The manager’s response tries to distract the audience from his responsibility in the situation by discussing the arrest of his employees which might have inconvenienced him, but is not the reason for the health code violation.
7. Post Hoc thinking results when it’s presumed that one event caused another just because it occurred first. This illogical reasoning uses what could be considered a coincidence to explain a cause an effect relationship resulting in false generalizations and superstitions. There are far too many variable to consider and just because the two events may have happened at similar times, doesn’t mean that they are consequential.
Example: If your car broke down the day after you lent it to your brother, you would be committing post hoc fallacy if you blamed your brother. Unless you know he did something directly to cause the engine problem, the fact is that the two events are inconsequential. Otherwise, there are many other reasons why the car broke down when it did.
8. False Analogy fallacies will try to suggest that because two things are alike in some ways, they are alike in all ways. The author will hope that the very significant differences between the two will be overlooked.
Example:
The universe is like an intricate watch.
A watch must have been designed by a watchmaker.
Therefore, the universe must have been designed by some kind of creator.
While the universe may be like a watch in that it is intricate, this does not in itself justify the assumption that watches and the universe have similar origins nor does it prove the existence of a creator.
Is there a false analogy here?
9. Questionable Authority fallacies are very popularly abused in advertising.

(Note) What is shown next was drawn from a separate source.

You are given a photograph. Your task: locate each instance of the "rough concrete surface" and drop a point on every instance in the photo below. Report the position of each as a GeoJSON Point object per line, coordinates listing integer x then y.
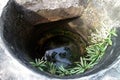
{"type": "Point", "coordinates": [10, 69]}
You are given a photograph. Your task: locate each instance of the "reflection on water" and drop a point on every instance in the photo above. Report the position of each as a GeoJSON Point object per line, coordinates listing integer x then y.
{"type": "Point", "coordinates": [60, 56]}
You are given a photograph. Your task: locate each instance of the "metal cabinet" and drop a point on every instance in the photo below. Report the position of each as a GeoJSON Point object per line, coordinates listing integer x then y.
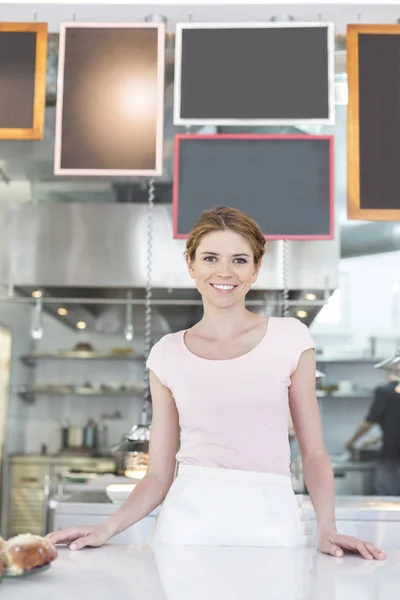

These fallacies are revealed by such phrases as “studies show”, “experts claim”, and “surveys prove”. Readers have the right to be suspicious of the writer’s credibility when the authority behind the statements is never fully developed.

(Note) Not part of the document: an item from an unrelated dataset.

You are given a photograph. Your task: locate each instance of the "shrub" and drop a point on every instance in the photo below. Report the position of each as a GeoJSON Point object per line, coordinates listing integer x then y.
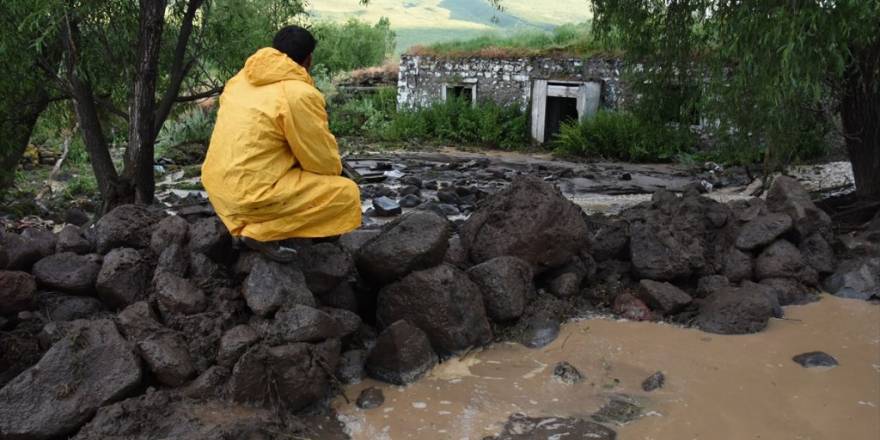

Example: The students surveyed all agree that the school day should begin later in the morning.
Critical readers should question which students were surveyed, what questions were involved in the survey, where and when the survey took place, and most importantly, whether students who may have bias towards the school starting time really are credible sources for this statement.

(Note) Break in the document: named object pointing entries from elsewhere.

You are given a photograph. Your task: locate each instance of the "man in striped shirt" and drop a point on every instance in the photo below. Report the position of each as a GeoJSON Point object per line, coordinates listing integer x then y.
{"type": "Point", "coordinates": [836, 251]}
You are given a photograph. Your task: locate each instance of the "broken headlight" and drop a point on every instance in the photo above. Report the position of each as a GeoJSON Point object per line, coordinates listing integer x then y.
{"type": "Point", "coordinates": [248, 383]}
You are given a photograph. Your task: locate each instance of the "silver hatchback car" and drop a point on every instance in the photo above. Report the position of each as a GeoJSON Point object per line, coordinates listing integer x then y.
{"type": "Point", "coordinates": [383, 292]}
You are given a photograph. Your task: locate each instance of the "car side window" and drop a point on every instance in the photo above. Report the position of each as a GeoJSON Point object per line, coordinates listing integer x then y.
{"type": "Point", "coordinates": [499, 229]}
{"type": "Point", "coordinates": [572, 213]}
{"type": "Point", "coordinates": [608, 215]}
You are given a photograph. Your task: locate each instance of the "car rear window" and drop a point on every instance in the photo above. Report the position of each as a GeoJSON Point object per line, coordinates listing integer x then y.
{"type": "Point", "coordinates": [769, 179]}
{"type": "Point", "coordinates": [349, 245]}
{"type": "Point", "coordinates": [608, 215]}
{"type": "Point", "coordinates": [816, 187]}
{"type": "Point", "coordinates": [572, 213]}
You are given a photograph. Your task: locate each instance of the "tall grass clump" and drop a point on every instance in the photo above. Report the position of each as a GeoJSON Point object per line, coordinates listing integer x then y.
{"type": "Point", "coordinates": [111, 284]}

10. Slippery Slope fallacies are illogical jumps to conclusions based on one event. There may be many steps between one event to the next but the writer is leaping over the steps and hoping that the audience will join him. Slippery slope fallacies are largely based on fear or shock effect. Beneath the umbrella of slippery slope, you will often find appeals to fear.
Example: If we don’t stop the tuition increase now, nobody will be able to afford college in the future.
Assuming that ‘nobody’ will afford college is not logical and there are many stages before someone could draw such a drastic conclusion.